Maternidade compulsória e a difícil escolha pela não maternidade
- Tatiana Carvalho

- 18 de fev. de 2025
- 1 min de leitura
Atualizado: 8 de set. de 2025

“Maternidade compulsória” é um conceito que reflete a expectativa social de que todas as mulheres devem tornar-se mães, em algum momento, para cumprir seu suposto papel “natural” e “sagrado”. Mulheres que fazem a escolha pela não maternidade frequentemente enfrentam julgamentos e muita pressão! Sendo vistas como egoístas, incompletas e, evidentemente, como transgressoras.
Essa imposição cultural reduz a identidade feminina às funções reprodutivas, desconsiderando as múltiplas possibilidades de realização pessoal e profissional. Essa visão perpetua um modelo limitado de feminilidade (e felicidade), onde a ausência de filhos é cercada de estereótipos negativos, como falta de amor ou compromisso, o que reforça desigualdades de gênero e limita nossa liberdade de escolha.

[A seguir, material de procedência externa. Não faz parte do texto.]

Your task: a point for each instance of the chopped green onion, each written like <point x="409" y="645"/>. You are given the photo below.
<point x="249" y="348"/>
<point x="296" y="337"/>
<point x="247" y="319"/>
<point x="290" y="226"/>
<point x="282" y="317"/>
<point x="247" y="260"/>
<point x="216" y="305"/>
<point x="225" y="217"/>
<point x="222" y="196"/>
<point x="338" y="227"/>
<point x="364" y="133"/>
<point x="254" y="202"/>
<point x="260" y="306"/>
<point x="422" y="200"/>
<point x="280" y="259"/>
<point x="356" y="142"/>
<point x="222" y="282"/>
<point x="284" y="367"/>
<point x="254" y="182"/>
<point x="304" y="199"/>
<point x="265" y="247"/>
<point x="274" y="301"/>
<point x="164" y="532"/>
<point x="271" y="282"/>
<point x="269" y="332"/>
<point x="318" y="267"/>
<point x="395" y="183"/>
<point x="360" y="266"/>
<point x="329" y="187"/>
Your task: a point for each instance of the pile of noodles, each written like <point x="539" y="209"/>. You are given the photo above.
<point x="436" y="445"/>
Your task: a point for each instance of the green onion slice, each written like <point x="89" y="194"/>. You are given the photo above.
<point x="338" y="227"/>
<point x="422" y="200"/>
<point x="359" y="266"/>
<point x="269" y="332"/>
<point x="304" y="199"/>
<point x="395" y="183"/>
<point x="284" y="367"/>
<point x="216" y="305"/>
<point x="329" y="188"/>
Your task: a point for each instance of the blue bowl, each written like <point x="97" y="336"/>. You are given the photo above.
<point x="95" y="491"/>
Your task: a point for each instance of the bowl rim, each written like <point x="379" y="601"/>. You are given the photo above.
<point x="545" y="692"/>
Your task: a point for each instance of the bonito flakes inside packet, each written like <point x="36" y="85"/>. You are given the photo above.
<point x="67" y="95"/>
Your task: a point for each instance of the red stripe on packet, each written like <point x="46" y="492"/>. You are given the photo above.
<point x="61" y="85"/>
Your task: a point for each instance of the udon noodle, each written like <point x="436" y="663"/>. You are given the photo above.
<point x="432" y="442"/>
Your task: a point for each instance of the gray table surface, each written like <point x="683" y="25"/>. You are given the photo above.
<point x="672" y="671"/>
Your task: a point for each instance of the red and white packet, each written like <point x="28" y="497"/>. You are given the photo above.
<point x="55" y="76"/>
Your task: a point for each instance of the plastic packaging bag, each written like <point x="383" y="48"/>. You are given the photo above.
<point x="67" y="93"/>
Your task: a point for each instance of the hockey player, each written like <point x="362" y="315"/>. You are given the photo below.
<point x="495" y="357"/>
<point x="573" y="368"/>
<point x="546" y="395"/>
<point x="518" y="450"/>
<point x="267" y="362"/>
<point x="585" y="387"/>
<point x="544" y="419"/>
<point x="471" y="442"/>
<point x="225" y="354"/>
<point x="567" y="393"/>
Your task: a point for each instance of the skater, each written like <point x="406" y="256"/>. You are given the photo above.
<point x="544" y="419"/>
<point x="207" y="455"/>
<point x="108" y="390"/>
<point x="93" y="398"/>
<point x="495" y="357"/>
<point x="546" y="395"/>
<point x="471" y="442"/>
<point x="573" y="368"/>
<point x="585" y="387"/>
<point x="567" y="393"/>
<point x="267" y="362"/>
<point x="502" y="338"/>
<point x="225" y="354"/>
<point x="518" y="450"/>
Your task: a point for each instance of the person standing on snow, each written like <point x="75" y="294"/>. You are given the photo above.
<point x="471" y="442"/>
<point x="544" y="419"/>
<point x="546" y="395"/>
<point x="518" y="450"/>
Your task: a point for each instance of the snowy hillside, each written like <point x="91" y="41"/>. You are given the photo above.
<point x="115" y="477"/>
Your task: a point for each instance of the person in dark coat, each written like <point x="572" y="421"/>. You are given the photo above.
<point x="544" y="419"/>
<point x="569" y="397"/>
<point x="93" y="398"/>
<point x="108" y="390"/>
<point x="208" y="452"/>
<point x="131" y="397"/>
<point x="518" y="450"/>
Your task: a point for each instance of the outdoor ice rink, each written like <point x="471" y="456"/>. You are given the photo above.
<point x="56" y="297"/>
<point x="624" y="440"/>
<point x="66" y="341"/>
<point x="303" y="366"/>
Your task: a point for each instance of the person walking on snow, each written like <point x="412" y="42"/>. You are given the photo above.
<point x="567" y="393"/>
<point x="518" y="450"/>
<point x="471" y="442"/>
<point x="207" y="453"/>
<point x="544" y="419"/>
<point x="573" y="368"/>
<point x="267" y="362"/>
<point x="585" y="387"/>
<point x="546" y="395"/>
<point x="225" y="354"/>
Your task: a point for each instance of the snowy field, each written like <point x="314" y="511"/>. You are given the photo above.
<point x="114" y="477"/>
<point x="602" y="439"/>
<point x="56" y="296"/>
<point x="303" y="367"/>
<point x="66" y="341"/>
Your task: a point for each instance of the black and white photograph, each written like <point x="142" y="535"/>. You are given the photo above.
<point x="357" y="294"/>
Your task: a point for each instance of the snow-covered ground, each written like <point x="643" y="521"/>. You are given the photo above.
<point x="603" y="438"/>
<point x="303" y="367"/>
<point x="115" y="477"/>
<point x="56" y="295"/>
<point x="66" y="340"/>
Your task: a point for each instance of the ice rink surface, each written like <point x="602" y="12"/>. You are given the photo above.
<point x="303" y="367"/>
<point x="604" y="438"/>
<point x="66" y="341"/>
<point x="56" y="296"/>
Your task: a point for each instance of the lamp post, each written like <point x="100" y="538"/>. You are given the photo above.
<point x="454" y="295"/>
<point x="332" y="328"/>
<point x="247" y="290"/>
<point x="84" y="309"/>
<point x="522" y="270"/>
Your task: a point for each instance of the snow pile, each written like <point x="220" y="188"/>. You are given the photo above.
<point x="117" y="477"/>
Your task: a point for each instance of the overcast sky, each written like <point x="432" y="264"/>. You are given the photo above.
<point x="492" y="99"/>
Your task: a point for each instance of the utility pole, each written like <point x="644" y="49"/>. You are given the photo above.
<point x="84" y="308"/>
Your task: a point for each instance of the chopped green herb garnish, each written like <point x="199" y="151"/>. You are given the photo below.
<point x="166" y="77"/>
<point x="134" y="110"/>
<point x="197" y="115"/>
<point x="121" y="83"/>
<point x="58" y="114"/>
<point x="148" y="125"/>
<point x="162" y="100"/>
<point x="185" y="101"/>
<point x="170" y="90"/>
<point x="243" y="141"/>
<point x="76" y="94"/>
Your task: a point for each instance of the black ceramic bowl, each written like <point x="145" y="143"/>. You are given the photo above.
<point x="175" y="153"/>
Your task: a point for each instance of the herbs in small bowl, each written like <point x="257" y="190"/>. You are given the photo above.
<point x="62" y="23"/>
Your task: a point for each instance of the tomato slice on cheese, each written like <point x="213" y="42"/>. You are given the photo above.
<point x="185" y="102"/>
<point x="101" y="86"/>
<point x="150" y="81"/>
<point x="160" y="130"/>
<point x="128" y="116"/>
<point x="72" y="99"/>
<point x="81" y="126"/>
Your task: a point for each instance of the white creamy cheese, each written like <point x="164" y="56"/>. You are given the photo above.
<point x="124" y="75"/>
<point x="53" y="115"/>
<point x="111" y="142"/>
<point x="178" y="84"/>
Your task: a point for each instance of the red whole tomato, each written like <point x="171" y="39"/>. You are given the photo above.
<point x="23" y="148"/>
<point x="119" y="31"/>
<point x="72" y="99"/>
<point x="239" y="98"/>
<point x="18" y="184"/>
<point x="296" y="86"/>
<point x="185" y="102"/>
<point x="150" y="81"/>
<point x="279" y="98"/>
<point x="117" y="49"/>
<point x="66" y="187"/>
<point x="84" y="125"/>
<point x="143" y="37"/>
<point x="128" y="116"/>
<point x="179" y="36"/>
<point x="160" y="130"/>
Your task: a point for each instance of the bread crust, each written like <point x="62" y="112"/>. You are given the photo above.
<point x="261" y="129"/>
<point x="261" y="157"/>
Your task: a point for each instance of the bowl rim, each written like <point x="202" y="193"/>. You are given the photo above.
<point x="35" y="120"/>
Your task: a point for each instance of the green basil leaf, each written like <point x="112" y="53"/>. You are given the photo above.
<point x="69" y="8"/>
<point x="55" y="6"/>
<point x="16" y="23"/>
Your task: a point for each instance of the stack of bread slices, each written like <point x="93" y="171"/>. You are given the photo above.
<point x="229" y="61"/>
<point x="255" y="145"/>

A escolha pela não maternidade, em uma sociedade marcada pela maternidade compulsória, exige resiliência e trabalho interno, pois as mulheres frequentemente enfrentam sentimentos de culpa, inadequação e isolamento.
Precisamos valorizar a diversidade de escolhas femininas, questionando narrativas que romantizam a maternidade, e esta, como única fonte de realização. Por isso é tão importante promover e acessar espaços de apoio onde mulheres possam dialogar sobre suas experiências sem medo de julgamento, além de ampliar representações sociais que reflitam a pluralidade de experiências e existências femininas.
A não maternidade deve ser vista como uma escolha legítima e empoderadora, que reforça o direito das mulheres de serem protagonistas de suas próprias histórias, livres das imposições de normas sociais.